In [19]:
from gensim.models import Word2Vec
import multiprocessing
import pickle
import pandas as pd
import os
from time import time
import logging
logging.basicConfig(format="%(levelname)s - %(asctime)s: %(message)s", datefmt= '%H:%M:%S', level=logging.INFO)

In [3]:
#defining an iterator that reads the txt file line by line, converts all the letters to lowercase and 
#splits them on whitespace, creating a list of tokens for each tweet. The final corpus is thus a list of lists

In [4]:
class MyCorpus:
    
    def __init__(self, file):
        self.file = file
        
    def __iter__(self):
        with open(self.file, encoding = "utf-8") as f:
            for row in f:
                _row = row.lower().split()
                yield _row

In [5]:
#creating the corpus as an iterator

In [None]:
sentences = MyCorpus("word2vec_tweets.txt")

In [6]:
#initializing the word2vec model with context_window = 1, vector_size = 300

In [20]:
cores = multiprocessing.cpu_count()
w2v_model = Word2Vec(
    min_count = 20,
    window = 1,
    vector_size = 300,
    sample = 6e-05,
    alpha = 0.03,
    min_alpha = 0.0007,
    negative = 20,
    workers = cores - 2,
    ns_exponent = 0.75,
    sg = 0)

INFO - 14:44:53: Word2Vec lifecycle event {'params': 'Word2Vec<vocab=0, vector_size=300, alpha=0.03>', 'datetime': '2023-03-31T14:44:53.150452', 'gensim': '4.2.0', 'python': '3.8.13 (default, Mar 28 2022, 06:59:08) [MSC v.1916 64 bit (AMD64)]', 'platform': 'Windows-10-10.0.19044-SP0', 'event': 'created'}


In [21]:
#building the vocabulary

In [None]:
t = time()
w2v_model.build_vocab(sentences, progress_per = 10000)

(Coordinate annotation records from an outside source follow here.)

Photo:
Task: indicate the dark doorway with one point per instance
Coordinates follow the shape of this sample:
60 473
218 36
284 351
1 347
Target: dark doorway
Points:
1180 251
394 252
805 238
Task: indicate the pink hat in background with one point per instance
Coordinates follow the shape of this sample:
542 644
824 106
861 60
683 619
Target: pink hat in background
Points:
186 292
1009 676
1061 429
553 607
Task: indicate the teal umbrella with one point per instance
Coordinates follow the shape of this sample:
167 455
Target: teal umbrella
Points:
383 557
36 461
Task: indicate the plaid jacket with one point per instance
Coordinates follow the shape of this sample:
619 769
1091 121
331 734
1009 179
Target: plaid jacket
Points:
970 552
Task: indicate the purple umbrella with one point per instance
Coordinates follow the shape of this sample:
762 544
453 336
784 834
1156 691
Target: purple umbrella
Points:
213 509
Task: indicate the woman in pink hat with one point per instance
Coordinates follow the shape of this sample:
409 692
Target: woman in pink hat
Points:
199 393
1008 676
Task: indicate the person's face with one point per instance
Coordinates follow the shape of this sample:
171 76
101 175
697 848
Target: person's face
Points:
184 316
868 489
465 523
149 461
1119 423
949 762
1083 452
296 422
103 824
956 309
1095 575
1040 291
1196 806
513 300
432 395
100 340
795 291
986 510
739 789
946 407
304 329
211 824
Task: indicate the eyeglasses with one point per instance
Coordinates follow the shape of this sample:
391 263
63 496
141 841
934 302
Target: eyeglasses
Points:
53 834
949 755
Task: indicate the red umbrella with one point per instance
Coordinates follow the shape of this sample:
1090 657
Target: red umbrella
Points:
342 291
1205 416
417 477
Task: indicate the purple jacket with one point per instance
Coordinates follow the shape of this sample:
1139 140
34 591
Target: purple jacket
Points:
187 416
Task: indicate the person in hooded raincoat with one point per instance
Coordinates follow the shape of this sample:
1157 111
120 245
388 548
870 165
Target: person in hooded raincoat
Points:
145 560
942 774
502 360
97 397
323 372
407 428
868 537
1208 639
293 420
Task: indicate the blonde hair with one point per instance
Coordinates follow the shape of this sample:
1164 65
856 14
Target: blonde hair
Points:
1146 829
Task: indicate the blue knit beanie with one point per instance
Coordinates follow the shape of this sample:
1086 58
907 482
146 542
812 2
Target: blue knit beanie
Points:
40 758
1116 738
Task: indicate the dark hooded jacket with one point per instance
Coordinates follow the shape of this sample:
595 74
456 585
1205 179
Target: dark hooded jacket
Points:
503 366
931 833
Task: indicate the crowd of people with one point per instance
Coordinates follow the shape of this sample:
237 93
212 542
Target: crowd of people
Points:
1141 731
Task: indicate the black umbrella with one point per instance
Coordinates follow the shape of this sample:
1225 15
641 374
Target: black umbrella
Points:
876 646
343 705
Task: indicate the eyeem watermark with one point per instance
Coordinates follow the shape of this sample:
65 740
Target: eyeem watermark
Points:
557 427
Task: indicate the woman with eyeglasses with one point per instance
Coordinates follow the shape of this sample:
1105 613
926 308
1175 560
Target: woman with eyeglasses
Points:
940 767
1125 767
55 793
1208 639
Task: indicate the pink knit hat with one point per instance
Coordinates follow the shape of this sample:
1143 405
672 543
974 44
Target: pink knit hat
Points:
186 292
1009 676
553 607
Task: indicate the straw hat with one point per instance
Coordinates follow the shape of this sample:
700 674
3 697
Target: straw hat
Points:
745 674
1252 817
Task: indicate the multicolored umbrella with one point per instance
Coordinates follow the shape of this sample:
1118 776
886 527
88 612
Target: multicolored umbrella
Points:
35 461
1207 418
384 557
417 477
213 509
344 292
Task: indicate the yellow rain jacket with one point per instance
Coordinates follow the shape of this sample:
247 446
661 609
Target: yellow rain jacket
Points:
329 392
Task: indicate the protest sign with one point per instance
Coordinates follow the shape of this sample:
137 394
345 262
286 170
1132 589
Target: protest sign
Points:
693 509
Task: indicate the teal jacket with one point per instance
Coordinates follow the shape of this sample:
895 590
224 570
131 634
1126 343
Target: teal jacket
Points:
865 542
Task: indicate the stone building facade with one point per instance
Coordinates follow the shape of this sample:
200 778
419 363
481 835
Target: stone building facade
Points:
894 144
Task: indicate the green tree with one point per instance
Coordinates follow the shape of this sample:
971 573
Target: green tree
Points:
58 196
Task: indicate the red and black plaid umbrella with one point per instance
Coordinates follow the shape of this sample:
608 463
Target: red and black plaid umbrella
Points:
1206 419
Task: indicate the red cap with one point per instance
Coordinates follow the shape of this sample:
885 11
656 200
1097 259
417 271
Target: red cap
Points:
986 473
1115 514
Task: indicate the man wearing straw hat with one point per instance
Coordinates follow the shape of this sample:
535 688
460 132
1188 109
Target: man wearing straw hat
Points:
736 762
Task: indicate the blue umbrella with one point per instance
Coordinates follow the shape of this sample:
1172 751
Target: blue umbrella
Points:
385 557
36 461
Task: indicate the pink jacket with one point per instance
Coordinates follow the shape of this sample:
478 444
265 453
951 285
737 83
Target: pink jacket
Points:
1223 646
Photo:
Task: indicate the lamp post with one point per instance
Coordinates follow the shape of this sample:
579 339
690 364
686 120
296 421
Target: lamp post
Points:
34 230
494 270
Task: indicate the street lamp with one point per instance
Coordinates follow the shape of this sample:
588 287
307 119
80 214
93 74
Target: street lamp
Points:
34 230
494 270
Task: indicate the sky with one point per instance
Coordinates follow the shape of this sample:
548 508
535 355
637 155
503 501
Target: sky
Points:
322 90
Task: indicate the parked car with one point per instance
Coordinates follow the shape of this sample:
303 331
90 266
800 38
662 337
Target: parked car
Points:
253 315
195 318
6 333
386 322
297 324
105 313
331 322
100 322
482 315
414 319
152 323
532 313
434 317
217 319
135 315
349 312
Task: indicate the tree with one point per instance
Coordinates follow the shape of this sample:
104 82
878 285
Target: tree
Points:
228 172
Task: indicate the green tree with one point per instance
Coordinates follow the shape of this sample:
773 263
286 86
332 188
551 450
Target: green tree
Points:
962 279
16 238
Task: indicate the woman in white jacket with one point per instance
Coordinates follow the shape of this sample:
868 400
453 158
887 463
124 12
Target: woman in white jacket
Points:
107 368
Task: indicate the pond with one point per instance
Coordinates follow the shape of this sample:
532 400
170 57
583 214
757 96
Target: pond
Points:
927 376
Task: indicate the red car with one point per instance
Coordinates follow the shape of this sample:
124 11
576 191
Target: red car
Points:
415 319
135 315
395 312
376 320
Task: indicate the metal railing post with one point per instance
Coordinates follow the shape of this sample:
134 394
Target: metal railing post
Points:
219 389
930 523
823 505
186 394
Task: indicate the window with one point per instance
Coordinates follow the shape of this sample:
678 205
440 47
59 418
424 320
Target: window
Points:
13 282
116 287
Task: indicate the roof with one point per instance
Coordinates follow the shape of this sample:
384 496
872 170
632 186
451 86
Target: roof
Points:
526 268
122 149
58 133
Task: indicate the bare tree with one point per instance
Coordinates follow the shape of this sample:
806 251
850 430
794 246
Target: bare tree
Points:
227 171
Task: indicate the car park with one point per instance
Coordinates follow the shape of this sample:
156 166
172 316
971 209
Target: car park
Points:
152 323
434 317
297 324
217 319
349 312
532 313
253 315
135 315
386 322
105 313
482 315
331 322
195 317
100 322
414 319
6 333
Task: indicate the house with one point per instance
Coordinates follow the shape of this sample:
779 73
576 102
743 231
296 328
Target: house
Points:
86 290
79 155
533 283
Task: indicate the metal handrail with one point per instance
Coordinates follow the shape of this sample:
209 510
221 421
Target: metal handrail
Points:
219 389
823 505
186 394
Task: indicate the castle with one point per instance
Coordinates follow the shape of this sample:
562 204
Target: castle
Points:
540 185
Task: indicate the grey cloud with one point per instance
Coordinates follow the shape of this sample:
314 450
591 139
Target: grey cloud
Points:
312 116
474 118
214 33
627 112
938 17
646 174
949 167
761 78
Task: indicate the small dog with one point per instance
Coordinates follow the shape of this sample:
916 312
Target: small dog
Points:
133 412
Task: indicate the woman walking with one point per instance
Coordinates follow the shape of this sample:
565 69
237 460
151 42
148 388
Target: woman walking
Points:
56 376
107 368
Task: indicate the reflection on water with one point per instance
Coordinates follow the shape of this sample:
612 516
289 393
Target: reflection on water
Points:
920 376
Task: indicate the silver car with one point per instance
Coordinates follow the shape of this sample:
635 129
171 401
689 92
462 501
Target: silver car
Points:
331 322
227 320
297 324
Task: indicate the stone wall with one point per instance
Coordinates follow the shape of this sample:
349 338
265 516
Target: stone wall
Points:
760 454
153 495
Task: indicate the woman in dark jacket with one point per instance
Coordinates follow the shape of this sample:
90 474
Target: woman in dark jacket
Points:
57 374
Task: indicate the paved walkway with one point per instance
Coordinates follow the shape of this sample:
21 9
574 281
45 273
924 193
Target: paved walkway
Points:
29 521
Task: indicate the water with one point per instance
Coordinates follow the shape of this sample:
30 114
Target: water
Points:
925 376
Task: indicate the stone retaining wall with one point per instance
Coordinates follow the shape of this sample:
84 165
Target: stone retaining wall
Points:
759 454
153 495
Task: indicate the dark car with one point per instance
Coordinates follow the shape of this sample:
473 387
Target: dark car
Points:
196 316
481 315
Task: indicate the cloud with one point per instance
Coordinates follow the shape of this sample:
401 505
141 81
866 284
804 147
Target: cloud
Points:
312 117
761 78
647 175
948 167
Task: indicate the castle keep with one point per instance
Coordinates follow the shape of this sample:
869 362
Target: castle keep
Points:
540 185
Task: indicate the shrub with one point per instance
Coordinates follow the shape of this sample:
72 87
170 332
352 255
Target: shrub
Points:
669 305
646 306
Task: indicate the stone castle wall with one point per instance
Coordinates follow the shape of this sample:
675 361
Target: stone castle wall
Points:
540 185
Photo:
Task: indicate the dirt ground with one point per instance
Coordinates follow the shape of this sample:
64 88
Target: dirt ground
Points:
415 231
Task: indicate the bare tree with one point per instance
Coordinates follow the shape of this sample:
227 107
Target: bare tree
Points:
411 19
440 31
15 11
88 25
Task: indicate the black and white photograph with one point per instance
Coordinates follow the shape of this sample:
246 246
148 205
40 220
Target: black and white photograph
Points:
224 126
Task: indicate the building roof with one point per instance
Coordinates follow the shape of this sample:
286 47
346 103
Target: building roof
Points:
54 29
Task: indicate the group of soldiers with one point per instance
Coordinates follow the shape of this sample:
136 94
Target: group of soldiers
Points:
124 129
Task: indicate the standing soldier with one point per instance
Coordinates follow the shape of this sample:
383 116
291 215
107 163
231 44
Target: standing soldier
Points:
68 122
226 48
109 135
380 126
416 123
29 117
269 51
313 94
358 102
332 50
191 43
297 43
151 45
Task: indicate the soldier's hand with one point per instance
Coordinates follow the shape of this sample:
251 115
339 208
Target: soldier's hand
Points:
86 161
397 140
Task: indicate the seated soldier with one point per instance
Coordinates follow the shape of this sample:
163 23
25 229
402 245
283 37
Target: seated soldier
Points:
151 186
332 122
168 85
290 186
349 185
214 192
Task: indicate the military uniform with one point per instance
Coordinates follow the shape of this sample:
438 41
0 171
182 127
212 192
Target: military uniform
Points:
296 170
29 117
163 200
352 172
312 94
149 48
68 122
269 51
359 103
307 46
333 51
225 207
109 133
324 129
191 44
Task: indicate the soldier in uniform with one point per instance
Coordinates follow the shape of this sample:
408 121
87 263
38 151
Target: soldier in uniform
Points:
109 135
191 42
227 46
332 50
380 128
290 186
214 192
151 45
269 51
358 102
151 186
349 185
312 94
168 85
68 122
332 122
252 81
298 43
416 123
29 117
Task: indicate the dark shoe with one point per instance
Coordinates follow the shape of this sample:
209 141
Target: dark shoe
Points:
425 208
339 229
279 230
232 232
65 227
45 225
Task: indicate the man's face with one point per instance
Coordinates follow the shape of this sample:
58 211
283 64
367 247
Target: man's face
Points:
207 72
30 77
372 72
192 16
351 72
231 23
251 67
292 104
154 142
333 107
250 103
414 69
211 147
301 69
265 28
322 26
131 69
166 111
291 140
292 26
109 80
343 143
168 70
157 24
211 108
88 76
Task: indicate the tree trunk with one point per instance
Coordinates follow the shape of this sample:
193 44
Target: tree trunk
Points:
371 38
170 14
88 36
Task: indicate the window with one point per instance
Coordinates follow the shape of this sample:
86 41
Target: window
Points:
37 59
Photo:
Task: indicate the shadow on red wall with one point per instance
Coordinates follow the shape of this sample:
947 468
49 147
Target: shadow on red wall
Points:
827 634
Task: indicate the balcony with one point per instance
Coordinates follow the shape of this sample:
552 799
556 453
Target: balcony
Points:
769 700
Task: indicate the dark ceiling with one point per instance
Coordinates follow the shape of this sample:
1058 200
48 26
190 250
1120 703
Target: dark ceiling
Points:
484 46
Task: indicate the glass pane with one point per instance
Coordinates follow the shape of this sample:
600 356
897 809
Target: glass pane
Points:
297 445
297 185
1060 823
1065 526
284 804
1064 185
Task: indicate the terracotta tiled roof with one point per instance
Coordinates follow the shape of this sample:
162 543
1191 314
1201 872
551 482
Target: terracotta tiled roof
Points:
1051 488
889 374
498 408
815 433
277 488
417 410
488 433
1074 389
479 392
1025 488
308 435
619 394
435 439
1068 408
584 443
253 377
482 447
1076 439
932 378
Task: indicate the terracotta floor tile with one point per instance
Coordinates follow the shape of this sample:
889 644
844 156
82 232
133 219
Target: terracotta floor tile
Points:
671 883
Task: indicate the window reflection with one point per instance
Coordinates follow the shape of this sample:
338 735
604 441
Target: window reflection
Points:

print("time to build vocab: {} mins".format(round((time() - t)/60, 2)))

In [23]:
#training the word2vec model

In [None]:
t = time()
w2v_model.train(sentences, total_examples = w2v_model.corpus_count, epochs = 30, report_delay = 1)

print("time taken to train model: {} mins".format(round((time() - t)/60, 2)))

In [24]:
#saving the word2vec model to disk

In [None]:
pickle.dump(open("wv_model.pkl", "wb"))

In [25]:
#if you are replicating the full thesis workflow, you need to save this model in the folder containing 
#the code and files for the sentiment analysis task as well